И побрел он далее до Полицейского моста, а здесь машинально завернул по берегу Мойки и остановился не ранее, как перед магазином Смиридина, у Синего моста. Зайти или нет? Но приказчик заметил уже его в открытую дверь; нельзя было не войти.
– Что нового? Приказчик повел плечами:
– Вы насчет вашей книжки? Намедни ведь я вам докладывал, что летнее время – самое глухое, покупателей и на Пушкина не найдется, не токмо…
– Да я вовсе не о том! Вообще нет ли чего новенького в литературе?

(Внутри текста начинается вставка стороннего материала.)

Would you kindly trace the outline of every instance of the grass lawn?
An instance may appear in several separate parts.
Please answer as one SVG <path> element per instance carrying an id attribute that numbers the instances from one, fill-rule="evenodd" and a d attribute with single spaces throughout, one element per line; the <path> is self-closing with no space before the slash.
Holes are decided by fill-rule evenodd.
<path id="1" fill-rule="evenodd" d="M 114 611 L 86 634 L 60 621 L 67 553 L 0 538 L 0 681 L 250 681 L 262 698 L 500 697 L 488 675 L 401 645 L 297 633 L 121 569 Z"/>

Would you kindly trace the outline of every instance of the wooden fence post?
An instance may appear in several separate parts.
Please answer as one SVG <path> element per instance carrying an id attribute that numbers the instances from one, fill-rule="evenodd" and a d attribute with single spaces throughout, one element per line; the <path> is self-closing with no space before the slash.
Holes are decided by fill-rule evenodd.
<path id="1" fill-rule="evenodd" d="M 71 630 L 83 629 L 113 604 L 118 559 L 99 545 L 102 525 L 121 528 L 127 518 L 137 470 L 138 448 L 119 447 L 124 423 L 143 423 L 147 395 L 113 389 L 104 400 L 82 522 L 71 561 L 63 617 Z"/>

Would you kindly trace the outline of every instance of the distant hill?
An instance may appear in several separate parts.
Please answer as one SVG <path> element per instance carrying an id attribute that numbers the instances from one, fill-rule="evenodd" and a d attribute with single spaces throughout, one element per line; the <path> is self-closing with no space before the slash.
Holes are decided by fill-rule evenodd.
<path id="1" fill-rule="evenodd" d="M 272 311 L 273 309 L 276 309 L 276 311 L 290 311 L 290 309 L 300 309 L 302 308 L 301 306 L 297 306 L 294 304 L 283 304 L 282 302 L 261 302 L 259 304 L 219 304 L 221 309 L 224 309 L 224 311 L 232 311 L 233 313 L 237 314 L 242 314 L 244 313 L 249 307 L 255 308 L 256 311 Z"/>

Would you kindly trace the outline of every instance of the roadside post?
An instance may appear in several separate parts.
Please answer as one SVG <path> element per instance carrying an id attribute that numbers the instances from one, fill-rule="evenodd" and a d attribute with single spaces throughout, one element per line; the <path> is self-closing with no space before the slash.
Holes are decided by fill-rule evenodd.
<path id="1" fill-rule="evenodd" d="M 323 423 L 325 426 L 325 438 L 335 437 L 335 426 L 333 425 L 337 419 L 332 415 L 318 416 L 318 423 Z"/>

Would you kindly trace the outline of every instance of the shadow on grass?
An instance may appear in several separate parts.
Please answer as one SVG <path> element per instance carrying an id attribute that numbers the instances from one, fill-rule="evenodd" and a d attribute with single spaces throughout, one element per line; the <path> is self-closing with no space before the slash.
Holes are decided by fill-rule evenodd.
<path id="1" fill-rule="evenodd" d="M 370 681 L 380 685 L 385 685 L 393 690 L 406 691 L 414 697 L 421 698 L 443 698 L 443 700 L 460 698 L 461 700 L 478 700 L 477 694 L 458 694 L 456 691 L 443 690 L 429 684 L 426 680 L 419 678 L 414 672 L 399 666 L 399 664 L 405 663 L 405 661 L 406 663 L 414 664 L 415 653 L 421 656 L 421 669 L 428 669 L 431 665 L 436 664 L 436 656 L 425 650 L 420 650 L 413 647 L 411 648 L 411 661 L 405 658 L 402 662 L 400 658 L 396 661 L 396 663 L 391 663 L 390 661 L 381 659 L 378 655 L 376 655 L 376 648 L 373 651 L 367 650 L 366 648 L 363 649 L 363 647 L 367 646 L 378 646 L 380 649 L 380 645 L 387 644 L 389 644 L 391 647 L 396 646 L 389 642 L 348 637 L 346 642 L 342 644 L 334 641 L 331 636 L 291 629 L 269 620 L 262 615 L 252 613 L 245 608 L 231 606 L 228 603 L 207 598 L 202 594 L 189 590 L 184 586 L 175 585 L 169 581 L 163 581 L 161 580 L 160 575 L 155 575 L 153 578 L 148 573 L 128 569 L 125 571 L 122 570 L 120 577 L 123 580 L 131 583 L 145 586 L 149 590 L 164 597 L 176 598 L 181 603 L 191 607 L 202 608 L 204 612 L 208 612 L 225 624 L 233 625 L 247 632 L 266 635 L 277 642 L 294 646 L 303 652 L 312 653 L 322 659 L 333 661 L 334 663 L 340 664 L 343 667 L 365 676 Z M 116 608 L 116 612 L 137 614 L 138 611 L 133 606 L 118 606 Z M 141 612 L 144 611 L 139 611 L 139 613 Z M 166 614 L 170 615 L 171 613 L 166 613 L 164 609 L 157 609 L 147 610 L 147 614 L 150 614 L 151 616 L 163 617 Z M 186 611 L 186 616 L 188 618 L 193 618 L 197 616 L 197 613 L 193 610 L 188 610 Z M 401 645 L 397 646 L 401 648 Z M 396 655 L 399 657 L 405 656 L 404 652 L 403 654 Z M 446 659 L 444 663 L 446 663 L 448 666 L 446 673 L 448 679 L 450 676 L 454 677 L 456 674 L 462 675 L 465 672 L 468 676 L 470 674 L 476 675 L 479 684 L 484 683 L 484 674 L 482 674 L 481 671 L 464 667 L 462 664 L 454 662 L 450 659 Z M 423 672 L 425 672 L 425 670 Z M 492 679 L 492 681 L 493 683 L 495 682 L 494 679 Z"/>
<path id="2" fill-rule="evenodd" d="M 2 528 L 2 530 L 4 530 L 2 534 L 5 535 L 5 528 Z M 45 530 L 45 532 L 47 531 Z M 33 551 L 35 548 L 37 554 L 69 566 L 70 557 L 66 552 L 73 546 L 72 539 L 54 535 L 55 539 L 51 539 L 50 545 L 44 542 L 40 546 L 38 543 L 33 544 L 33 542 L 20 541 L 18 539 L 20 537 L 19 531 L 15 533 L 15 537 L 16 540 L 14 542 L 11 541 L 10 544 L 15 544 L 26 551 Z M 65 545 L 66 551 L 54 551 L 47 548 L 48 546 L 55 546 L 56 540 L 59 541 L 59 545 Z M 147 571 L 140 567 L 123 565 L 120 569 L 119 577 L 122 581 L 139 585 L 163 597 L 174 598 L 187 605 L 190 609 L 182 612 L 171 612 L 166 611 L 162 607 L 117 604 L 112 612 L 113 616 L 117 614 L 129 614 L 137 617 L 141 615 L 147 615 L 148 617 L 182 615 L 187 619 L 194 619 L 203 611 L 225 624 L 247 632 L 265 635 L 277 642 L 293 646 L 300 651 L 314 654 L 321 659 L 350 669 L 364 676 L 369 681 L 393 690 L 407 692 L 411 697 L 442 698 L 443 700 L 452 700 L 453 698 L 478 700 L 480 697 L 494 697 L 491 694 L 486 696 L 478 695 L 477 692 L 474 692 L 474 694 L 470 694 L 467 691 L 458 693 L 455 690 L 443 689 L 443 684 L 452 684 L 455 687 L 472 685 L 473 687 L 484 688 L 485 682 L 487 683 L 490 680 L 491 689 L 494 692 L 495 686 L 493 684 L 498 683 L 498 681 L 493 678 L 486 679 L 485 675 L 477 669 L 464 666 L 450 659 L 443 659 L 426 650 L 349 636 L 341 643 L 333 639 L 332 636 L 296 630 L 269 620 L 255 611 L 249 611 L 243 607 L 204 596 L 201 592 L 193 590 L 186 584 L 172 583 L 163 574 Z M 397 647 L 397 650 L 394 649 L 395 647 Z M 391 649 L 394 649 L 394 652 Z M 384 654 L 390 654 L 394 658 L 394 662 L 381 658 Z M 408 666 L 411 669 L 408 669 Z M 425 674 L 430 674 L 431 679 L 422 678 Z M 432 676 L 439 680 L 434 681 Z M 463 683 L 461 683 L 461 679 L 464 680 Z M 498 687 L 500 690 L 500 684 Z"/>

– А вот обратитесь к Петру Александровичу: первый источник.
Приказчик кивнул головой в сторону хозяйской конторки в глубине магазина. На своем обычном месте за конторкой восседал на высоком табурете сам Смиридин; перед ним же стоял высокого роста, широкоплечий и плотный господин, насколько можно было рассмотреть издали в профиль его черты лица, – средних лет.
– Кто это? – вполголоса переспросил Гоголь и весь встрепенулся. – Не Плетнев ли?
– А то кто же? Вы его разве еще не знаете? Петра Александровича все литераторы в Петербурге знают, да и он-то всех и все знает…
Гоголь вдоль прилавка с разложенными книгами стал помаленьку подбираться к конторке, по пути перелистывая то ту, то другую книгу. Приблизившись на десять шагов, он как бы погрузился в содержание одной книги; но ухо ловило каждое слово беседующих.
– Да, волка как ни корми, а он все в лес глядит, – говорил Смирдин. – Дивлюсь я, право, нашим москвичам: на прощанье ему поднесли еще золотой кубок с своими именами!
– Великому таланту нельзя не отдать чести, будь он свой русский или враждебной нам национальности, – отвечал Плетнев, отвечал таким тихим, мягким голосом, какого никак нельзя было подозревать в этом могучем теле. – Впрочем, нашего Александра Сергеевича Мицкевич, кажется, искренне любит – кто его не любит! – и ставит как поэта чуть не выше себя самого. Вы слышали ведь, как они столкнулись раз на узком тротуаре?
– Нет, не помню что-то.
– Пушкин почтительно снял шляпу и посторонился: «С дороги двойка: туз идет!» Мицкевич же в ответ ему: «Козырная двойка туза бьет».
– Славный ответ! – рассмеялся Смирдин; тихо засмеялся за ним и Плетнев.
«Погодите, други мои! – сказал про себя Гоголь. – Придет время, – и про некоего третьего станете этак анекдоты пересказывать».
– А где в настоящее время Пушкин? – спросил Смирдин.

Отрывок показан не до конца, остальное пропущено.